No recuerdo cuándo pude entender por qué decir que en ese vaso con agua se había disuelto el azúcar no era lo mismo que decir que había desaparecido. Ahí mi comprensión no llegaba al cambio de identidad (o de estado de una identidad), sino sólo a su mera pérdida (se queda sin ninguna: el terrón dejó de ser) o extravío (no sabe dónde está la que tiene, qué se hizo de ese terrón de azúcar –que bien podría reaparecer, como en un truco de magia).

2.

Mi ceguera para con el pasaje de ser de un modo visible a ser de otro invisible hacía que no lo distinguiera del pasaje de estar a no estar de algo –un terrón de azúcar– que sólo podía concebir de un modo visible. El ojo desnudo era el único método de detección que manejaba. Pero tal vez no hacían falta detectores más sofisticados, como los instrumentos que extienden el alcance de nuestros sentidos. Tal vez con el sentido del gusto habría bastado: de haber probado el agua tal vez habría sido el comienzo de una bonita amistad con el concepto que me venía siendo esquivo. Pero tal vez no, porque un líquido endulzado no me era una novedad: todas las mañanas desayunaba leche con azúcar.

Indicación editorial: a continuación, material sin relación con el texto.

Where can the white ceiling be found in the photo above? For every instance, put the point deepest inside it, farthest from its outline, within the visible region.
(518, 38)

Tal vez no me faltaba conocer, sino conceptualizar: discernir.
Lo cierto es que falló la intelección necesaria para llegar a darme una idea de qué era eso que confundía con (igualando a) otra cosa que conocía, como en una hipótesis fallida; para llegar a distinguir esos dos pasajes, ver sus conceptos como tramas específicas de solidaridades. Para que los sentidos puedan engañar, lo engañado tiene que ser un entendimiento, alguna inteligencia, la de una interpretación que no evitó alguna trampa, algún espejismo de identidad.
No me faltaba interpretar, que es pasar de un dato a otro, cosa que hacía cuando de los datos que me daban mis sentidos (en ese vaso ya no hay azúcar –a la vista) infería una desaparición, un pasar de estar a no estar. Lo que me faltaba era interpretar bien.